BAGUL: You touched on what makes a good alert in terms of it being actionable and providing the right insight. To enable that, what do you think are some of the best practices for generating these artifacts in the first place? Like, versioning your data, your code, your models—how do you go about collecting the artifacts and setting up a system such that you can generate the alerts of the type you discussed?
ZAHARIA: Some tools make collecting and monitoring some of these artifacts easy. For data, you usually use some data catalog, like Hive Meta store, or discovery-centered ones, like Amazon. Platforms like MLflow and TFX do this for basically all the ML-specific things, like an experiment, metrics, models, and so on. There aren’t too many tools that integrate, although, at Databricks, we do integrate them because we are one company that works in both spaces.
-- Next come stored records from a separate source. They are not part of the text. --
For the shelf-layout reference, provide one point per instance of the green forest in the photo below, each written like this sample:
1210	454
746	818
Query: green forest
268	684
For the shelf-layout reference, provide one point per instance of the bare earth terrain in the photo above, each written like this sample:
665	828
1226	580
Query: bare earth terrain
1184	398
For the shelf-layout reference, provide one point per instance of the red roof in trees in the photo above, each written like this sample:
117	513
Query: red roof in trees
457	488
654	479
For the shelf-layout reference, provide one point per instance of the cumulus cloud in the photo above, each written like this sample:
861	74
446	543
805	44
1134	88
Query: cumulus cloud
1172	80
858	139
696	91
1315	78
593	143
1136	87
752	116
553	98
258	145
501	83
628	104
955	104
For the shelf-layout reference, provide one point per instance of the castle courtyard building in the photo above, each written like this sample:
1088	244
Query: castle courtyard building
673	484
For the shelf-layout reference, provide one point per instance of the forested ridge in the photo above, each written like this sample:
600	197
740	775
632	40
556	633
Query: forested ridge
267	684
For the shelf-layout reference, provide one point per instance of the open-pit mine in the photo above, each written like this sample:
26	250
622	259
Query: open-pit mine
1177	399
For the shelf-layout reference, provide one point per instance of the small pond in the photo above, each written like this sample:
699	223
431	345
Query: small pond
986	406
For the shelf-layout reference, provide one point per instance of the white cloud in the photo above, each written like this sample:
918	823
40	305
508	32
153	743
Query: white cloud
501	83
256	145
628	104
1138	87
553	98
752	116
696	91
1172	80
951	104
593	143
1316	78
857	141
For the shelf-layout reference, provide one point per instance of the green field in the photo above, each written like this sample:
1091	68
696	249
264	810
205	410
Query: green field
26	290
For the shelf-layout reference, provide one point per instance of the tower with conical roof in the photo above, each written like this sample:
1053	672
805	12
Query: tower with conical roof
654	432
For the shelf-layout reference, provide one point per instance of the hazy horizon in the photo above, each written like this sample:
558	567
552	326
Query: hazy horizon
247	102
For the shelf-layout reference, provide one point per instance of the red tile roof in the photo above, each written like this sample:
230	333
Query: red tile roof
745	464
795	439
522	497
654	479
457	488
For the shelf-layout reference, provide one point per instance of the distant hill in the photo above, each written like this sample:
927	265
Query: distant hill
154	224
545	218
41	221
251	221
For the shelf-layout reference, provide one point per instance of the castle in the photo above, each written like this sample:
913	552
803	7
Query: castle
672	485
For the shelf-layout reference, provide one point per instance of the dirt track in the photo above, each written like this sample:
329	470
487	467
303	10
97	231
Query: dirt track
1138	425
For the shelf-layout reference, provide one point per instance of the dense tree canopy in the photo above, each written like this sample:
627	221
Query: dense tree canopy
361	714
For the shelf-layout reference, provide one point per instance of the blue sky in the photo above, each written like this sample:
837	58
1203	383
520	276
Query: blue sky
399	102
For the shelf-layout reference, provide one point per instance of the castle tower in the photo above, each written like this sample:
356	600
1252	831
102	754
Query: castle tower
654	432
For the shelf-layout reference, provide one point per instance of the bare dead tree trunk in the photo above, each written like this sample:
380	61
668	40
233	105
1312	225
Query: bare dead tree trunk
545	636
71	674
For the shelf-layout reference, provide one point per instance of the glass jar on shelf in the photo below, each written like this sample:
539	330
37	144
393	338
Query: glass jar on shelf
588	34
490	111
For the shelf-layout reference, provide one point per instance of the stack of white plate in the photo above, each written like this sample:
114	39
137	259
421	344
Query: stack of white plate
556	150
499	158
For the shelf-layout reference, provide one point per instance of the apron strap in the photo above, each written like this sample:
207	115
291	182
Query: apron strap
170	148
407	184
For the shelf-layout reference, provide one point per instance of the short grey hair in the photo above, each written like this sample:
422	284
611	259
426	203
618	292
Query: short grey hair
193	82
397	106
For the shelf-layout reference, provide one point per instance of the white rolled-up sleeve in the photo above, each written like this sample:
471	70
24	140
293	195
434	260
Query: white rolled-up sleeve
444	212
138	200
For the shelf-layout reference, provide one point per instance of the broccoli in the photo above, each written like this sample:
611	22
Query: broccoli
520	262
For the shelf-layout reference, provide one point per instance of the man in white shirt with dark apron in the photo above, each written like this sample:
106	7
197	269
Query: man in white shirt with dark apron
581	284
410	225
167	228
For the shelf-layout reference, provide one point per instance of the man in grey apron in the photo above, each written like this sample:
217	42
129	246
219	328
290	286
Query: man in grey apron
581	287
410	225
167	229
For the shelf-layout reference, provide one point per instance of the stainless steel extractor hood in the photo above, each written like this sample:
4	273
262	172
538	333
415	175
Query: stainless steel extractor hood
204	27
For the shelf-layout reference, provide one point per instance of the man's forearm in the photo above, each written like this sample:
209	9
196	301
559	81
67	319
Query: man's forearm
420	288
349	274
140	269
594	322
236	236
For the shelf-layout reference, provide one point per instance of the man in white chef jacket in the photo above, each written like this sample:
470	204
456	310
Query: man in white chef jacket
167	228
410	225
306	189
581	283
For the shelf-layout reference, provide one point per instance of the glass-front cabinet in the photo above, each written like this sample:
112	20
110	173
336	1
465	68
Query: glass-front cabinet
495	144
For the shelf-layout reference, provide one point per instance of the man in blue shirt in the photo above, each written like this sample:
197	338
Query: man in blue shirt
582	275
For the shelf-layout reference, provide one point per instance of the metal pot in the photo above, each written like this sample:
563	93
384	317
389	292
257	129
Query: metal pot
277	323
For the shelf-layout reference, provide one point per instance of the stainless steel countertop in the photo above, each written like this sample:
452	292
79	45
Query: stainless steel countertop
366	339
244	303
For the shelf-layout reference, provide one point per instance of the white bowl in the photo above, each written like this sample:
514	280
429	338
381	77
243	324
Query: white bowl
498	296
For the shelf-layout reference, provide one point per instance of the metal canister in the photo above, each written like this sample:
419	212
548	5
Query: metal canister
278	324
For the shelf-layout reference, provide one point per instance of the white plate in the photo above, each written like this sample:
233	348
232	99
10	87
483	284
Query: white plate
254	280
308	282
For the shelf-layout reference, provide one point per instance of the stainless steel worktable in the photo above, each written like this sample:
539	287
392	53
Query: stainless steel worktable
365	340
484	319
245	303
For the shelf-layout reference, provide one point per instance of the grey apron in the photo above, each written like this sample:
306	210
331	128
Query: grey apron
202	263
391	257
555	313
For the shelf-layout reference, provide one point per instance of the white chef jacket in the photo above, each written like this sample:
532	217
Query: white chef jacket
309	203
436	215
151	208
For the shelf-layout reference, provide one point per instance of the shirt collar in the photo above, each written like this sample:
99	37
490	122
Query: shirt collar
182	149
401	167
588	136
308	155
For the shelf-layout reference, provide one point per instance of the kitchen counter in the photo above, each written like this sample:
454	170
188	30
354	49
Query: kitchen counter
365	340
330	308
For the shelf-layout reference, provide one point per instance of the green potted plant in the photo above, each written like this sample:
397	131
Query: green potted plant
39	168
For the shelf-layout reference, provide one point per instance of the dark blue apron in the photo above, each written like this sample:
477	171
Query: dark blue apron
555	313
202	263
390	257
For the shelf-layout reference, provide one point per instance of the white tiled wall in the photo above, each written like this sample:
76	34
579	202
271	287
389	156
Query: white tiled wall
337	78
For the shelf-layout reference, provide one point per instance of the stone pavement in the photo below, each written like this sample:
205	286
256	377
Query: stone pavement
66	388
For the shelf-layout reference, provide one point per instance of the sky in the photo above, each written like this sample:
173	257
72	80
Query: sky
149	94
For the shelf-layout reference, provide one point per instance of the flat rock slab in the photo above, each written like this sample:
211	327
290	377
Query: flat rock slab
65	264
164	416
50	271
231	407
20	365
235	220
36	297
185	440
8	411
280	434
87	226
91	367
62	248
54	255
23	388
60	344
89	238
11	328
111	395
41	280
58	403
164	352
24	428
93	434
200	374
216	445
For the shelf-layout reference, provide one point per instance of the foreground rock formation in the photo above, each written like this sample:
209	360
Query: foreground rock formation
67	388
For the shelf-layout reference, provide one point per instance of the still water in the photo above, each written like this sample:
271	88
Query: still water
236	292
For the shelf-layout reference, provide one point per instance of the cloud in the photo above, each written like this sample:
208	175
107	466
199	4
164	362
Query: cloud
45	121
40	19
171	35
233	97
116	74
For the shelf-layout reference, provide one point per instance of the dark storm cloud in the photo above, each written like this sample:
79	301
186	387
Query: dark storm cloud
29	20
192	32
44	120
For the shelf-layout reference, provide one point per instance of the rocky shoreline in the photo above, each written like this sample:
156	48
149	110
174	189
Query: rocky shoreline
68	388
In terms of what are good alerts and what are bad ones, I recommend checking out the paper on TFX data validation and also the open-source project as an example of what worked at Google. There are other projects like DQ and others that are trying to support data quality, but I think that paper does a great job of explaining why they do certain things.
In short, they try to make the expectations all written down and editable, things like schema or a range for a field. So when something happens, you can either edit the expectation and say, for a simple example, “it is ok for age to be more than 100” or something like that if you have a old user on the platform. Or, you can say, “ok, it is a problem, and I’m going to fix it.”